Tax News You Can Use | For Professional Advisors
Jane G. Ditelberg
Director of Tax Planning, The Northern Trust Institute
On March 1, 2024, a Federal District Court in Alabama held that the Corporate Transparency Act’s beneficial owner identification disclosure provision was unconstitutional in National Small Business United et al v. Yellen et al.1 Here are some important points from the opinion:
- The court’s conclusion that the statute was unconstitutional was based on the argument that the process of incorporating businesses is reserved to the states and that adding this registration requirement when an entity was formed under state rules was not a power granted by the federal government. Additionally, the power to impose this requirement was not necessary to implement the federal government’s powers over foreign policy, tax or interstate commerce.
- The court held that while the specific rule at issue in this case was unconstitutional, the government easily could have adopted a rule that would pass constitutional muster and provide it with similar information.
- The court held that the requirement could not be enforced against the specific plaintiffs in the case. It did not hold that it could not be enforced against anyone else.
- The Financial Crimes Enforcement Network (FinCen), a branch of the U.S. Department of Treasury charged with enforcing the CTA, posted a notice on its website that in light of the case, it would not seek to enforce the rule against the specific individual plaintiff or existing members of the trade association plaintiff, but that all other parties are still required to file as provided in the statute.

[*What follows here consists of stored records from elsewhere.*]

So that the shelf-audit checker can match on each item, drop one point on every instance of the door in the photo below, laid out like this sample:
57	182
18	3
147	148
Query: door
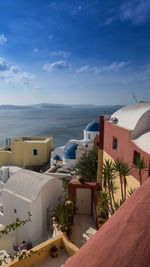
83	200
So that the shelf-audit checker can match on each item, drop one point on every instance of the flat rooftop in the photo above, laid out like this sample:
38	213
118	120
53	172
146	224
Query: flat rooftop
54	262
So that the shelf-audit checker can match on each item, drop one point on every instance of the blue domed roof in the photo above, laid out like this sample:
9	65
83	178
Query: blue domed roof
92	126
70	151
56	157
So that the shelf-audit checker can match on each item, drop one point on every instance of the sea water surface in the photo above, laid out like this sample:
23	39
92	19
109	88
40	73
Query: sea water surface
63	123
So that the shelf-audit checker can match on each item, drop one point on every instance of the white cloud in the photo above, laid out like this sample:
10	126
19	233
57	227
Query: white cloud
3	65
115	67
50	37
138	11
58	65
145	74
3	39
83	69
61	53
36	50
11	73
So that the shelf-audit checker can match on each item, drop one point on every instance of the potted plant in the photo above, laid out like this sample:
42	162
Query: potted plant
81	180
54	251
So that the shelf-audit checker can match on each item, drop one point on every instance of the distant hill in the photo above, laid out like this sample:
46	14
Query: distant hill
13	107
49	106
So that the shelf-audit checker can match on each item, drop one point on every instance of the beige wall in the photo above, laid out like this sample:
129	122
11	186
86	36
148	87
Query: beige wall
22	151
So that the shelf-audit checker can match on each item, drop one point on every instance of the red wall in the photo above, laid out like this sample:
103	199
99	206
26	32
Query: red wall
125	149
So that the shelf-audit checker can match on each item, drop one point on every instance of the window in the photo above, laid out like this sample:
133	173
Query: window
34	152
115	143
137	155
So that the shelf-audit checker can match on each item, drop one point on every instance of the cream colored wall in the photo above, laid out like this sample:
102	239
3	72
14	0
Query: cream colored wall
43	250
5	157
17	152
131	181
22	152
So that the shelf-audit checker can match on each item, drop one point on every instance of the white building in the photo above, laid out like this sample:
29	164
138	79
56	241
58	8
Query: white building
6	241
28	191
72	151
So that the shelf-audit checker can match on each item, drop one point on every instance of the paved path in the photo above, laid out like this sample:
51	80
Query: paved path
83	229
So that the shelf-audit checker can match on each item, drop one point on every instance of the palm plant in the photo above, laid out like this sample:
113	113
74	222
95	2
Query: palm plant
141	165
108	175
117	168
125	171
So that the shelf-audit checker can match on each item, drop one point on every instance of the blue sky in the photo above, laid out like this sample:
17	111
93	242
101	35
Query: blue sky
74	52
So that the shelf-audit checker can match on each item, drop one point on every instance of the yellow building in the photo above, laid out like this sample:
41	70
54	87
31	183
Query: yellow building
27	151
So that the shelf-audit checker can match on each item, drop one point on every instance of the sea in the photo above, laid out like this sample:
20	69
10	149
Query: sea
61	122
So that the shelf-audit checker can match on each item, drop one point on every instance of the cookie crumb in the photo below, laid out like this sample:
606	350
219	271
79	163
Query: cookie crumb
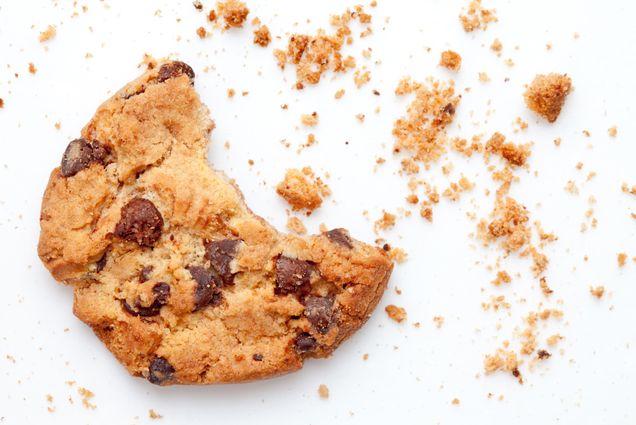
547	93
233	12
323	391
396	313
597	292
47	34
262	36
477	17
154	415
302	189
309	119
450	60
294	224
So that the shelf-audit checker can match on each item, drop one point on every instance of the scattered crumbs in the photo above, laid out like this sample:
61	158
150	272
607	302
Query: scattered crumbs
476	17
295	225
201	32
233	12
385	222
262	36
496	45
309	119
450	60
154	415
47	34
302	189
395	313
398	255
502	277
323	391
361	78
597	292
546	94
86	395
439	321
483	77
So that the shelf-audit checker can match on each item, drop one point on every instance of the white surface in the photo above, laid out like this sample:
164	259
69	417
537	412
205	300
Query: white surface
412	374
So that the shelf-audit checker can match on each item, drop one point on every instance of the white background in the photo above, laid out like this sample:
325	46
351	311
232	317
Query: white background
412	374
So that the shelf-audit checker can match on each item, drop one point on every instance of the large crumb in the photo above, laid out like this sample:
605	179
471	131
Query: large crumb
313	55
476	17
395	313
546	95
262	36
47	34
295	225
233	12
450	60
302	189
323	391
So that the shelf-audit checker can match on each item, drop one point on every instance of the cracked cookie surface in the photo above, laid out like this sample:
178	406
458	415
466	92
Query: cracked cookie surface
170	268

- This is not the last word. The government is appealing the decision to the U.S. District Court of Appeals for the 11th Circuit. In addition, other similar suits may be brought by others in different jurisdictions. In the event there are contradictory rulings by different federal courts, the United States Supreme Court could ultimately decide the case.
- For entitles formed before January 1, 2024, the requirement is to register by the end of the year. Those who fall in this category may wish to defer registration until later in the year to see if there are any further developments.
- For entities formed in 2025, the deadline is 90 days after formation. To avoid penalties, entities should comply with the statute as enacted if they do not plan to seek their own judicial determination.